= Transreality game =

Video game played in real and virtual environments

A transreality game, sometimes written as trans-reality game, describes a type of video game or a mode of gameplay that combines playing a game in a virtual environment with game-related, physical experiences in the real world and vice versa. In this approach a player evolves and moves seamlessly through various physical and virtual stages, brought together in one unified game space. Alongside the rising trend of gamification, the application of game mechanics to tasks that are not traditionally associated with play, a transreality approach to gaming incorporates mechanics that extend over time and space, effectively playing through a players day-to-day interactions.

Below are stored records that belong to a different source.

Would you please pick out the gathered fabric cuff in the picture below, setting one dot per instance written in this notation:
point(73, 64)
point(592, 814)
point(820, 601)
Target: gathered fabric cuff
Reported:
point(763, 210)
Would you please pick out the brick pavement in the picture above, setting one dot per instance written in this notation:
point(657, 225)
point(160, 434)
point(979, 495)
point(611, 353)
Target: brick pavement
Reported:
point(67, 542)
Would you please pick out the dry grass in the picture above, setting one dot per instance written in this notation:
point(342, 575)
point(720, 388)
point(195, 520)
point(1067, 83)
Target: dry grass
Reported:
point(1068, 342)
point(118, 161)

The essential part of transreality gaming is considered to be the fluidity between physical and virtual stages of gameplay, making it more and more difficult to see the distinction between what is allegedly 'virtual' and what is allegedly 'real' while playing. Looking at a transreality game from that perspective it may also integrate (big) data feeds into the storylines of games as a means to make the gameplay more immersive, like in the setup of Liping Xie's experimental scientific simulations in which a population of sample individuals search a real-world optimum in a virtual problem space, driven by real world forces in that space. Further on it could benefit from new layers of reality mining, connected intelligence and ubiquitous computing that incorporate machines into our lives like the Internet of things and wearable computing (both using sensors that are able to immediately re-create the actual world on and around a player on his or her device), cryptocurrencies, micropayments and nanopayments (for handling transmedial game credits), deployment of cleverbots, mind files and intelligent agent systems (to enhance the natural feel and learning skills of game characters) and games using kinetics (through motion controllers or through haptics).

Different authors have used the adjective 'transreal' as a starting point for the design of location-based games (like pervasive games, mixed reality games and augmented reality games) and cross media games (like simulation games, LARP and alternate reality games). All of these genres offer game experiences integrated with everyday routines and social networks. Its applications are to be found in serious games (education, awareness, skill training), gamification (like in production centers, marketing, research and testing) as well as in mobile multiplayer trans-reality games, MMTRG (including gamification of Foursquare), using the actual geolocation of the player in the gameplay, like in games such as Ingress, Pokémon Go, Shadow Cities, Zombies, Run!, YouCatch, Roads of San Francisco, City Race Munich and Parallel Kingdom.

From a broader perspective it is argued that different location aware and transmedial game formats may also be considered to merely provide a facilitating infrastructure for transreality gaming in a broader sense, positioned as a new way of looking at the design of game spaces, meant to be played across different realities rather than across different media.